It’s perfectly fine. It does mean, however, that numbers with a fractional part are stored using the Python float
type, which does not have any specific number of fractional digits. The fractional point “floats” as needed, hence the name.
Furthermore, float
is not decimal. It is binary. So the only fractions that are exact are negative powers of two (0.5, 0.25, 0.125, etc.) or whole-number multiples thereof. Everything else is as close as the format allows, which means that it is very slightly off from the input value, in the database, and everywhere else.

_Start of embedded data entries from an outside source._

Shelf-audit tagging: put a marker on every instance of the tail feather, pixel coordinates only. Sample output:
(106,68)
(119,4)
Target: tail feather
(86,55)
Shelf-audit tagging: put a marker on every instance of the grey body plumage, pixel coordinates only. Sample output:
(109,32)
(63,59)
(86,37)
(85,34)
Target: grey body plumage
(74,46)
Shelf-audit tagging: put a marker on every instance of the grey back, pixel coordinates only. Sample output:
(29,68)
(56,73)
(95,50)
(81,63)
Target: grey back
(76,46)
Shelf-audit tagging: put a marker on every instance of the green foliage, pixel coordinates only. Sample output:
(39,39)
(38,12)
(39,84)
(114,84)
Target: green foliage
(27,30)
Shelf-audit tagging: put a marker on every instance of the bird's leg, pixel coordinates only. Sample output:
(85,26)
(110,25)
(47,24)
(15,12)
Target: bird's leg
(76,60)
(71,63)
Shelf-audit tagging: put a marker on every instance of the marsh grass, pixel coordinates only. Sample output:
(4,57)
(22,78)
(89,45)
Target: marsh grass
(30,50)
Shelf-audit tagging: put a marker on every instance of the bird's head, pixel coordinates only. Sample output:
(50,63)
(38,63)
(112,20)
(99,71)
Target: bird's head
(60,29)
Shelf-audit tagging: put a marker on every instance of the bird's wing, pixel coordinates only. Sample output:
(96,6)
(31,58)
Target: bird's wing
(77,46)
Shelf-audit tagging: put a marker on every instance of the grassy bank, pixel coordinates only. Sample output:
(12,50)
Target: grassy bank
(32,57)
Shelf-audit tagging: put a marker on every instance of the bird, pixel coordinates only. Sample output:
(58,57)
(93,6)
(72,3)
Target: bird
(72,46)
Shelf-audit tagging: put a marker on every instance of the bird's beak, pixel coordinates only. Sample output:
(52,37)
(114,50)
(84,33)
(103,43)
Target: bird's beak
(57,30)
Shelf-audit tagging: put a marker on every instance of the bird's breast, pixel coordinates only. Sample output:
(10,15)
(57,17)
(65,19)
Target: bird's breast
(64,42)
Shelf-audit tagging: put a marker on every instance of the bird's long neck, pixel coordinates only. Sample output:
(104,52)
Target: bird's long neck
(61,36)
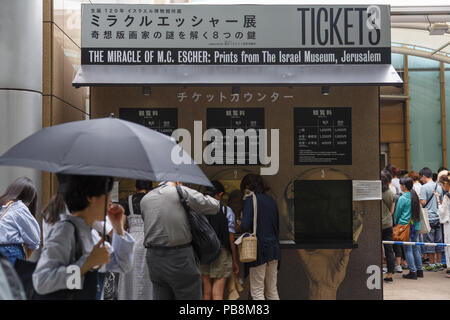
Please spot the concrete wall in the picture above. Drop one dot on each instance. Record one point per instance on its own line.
(341, 272)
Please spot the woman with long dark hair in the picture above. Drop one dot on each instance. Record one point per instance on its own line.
(19, 231)
(263, 271)
(407, 211)
(387, 206)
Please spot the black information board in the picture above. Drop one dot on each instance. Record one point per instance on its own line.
(323, 211)
(164, 120)
(245, 150)
(323, 136)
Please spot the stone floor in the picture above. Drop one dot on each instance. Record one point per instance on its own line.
(433, 286)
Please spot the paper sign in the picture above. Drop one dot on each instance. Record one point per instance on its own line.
(366, 190)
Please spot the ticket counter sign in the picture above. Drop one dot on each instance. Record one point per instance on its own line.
(323, 136)
(120, 34)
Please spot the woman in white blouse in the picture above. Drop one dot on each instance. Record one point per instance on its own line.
(72, 242)
(19, 230)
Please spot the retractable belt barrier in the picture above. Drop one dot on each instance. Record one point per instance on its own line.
(417, 243)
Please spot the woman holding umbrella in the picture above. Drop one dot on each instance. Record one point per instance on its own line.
(72, 243)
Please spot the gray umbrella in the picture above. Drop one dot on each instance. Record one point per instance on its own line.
(105, 147)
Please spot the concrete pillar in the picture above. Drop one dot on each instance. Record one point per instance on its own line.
(20, 80)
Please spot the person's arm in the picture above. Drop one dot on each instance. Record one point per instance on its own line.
(122, 243)
(28, 228)
(423, 196)
(200, 203)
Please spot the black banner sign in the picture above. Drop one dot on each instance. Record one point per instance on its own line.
(237, 118)
(236, 56)
(323, 136)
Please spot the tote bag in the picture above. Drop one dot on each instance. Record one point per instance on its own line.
(424, 222)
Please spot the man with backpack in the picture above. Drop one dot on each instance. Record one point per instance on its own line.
(430, 195)
(171, 260)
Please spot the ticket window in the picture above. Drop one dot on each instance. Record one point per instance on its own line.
(323, 211)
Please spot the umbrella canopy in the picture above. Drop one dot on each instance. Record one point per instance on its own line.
(105, 147)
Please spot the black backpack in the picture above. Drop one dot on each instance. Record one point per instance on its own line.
(26, 268)
(219, 222)
(205, 242)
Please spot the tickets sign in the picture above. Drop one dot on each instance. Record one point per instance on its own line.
(235, 34)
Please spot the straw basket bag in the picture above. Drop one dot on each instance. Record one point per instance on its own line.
(247, 242)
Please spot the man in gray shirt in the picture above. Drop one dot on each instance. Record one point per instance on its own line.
(429, 194)
(174, 271)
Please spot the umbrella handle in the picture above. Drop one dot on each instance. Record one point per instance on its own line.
(106, 204)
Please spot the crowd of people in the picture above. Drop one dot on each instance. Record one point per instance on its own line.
(145, 241)
(405, 196)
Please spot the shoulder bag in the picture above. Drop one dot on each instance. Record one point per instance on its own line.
(25, 271)
(401, 232)
(248, 242)
(205, 242)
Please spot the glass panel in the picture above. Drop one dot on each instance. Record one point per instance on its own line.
(397, 60)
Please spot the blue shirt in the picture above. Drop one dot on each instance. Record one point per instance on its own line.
(231, 220)
(18, 226)
(402, 213)
(427, 193)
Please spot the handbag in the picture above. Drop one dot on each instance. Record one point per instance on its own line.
(248, 242)
(424, 222)
(401, 232)
(205, 242)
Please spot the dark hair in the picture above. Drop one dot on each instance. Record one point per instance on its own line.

This effect is not limited to Python. Python is using an industry-standard binary number format. This format is actually supported at the hardware level, for speed, on most modern equipment. Numbers in this format are stored in binary, for maximum precision, and converted back to decimal for display. (And converted from decimal, for computation and storage.)
Where the converted decimal number ends in all trailing zeroes, and in the absence of more specific instructions, Python typically “cleans up” the result by omitting the trailing zeroes. (You will see this when someone enters a value ending in .50; which will display as “.5”, not “.50”.)

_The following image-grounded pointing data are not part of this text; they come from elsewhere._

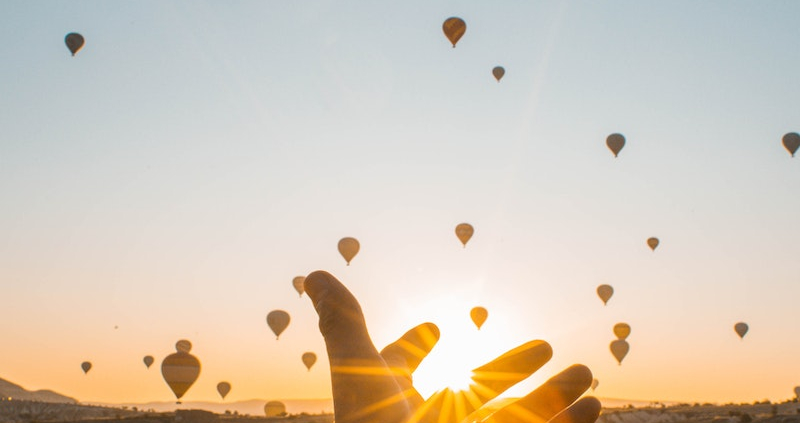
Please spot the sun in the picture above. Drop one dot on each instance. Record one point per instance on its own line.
(450, 363)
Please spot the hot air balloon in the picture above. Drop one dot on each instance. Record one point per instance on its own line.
(478, 315)
(298, 283)
(180, 370)
(792, 142)
(454, 29)
(278, 320)
(74, 42)
(622, 330)
(348, 248)
(464, 232)
(183, 346)
(615, 142)
(309, 359)
(620, 349)
(223, 388)
(605, 292)
(741, 329)
(498, 73)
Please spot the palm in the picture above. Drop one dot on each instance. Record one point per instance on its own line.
(376, 387)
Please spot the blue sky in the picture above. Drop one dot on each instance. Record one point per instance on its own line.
(194, 157)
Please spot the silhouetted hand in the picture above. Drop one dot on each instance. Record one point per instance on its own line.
(376, 387)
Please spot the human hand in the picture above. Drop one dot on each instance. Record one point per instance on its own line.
(376, 387)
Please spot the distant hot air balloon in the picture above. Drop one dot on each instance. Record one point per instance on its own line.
(223, 388)
(348, 248)
(298, 283)
(274, 408)
(619, 349)
(605, 292)
(278, 320)
(454, 29)
(498, 73)
(309, 359)
(74, 42)
(622, 330)
(615, 142)
(792, 142)
(180, 370)
(183, 346)
(478, 315)
(741, 329)
(464, 232)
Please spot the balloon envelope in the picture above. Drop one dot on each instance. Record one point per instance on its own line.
(299, 284)
(478, 315)
(454, 29)
(183, 346)
(274, 408)
(615, 142)
(498, 73)
(74, 42)
(622, 330)
(791, 142)
(741, 329)
(223, 388)
(605, 292)
(464, 232)
(619, 349)
(309, 359)
(278, 320)
(180, 370)
(348, 248)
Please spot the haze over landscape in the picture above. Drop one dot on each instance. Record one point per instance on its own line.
(171, 179)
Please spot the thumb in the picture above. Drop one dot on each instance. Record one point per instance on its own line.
(364, 388)
(340, 318)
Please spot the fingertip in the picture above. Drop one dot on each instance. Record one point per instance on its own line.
(432, 330)
(317, 282)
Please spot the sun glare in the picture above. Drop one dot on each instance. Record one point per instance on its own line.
(450, 363)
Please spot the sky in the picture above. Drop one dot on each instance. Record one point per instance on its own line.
(170, 180)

But once in a while, that tiny discrepancy at the very tail end rounds the final decimal digit up or down, so the trailing digits are not quite all zeroes.

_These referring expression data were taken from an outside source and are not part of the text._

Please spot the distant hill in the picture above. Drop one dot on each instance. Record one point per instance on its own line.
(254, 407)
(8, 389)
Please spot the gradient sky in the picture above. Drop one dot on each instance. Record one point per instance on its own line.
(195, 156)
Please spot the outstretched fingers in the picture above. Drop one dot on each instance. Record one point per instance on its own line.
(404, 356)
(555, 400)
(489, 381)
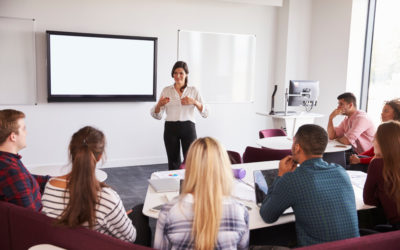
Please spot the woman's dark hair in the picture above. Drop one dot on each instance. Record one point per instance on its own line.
(183, 65)
(85, 150)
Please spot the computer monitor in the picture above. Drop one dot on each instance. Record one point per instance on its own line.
(303, 93)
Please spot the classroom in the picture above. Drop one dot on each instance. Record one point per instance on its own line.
(320, 40)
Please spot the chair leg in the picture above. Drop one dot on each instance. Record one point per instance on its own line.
(141, 223)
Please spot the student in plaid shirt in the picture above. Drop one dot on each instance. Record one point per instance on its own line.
(17, 185)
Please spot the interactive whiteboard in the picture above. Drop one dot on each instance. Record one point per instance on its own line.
(220, 65)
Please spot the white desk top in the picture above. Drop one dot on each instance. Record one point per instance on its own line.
(154, 199)
(63, 170)
(292, 115)
(284, 142)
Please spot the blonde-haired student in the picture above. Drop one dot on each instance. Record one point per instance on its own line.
(204, 216)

What happens to the occasional “offending” digit is up to the specific program. Some programs will compensate for it one way, others another, and others not at all. You’re seeing just that kind of disagreement here. Data Tables are compensating, while the Data Grid components are not.
For your own display, you know that the numbers are good to exactly two decimal places, no more. In that case, you should probably ask your Python code to display specifically to that many places, and no more than that.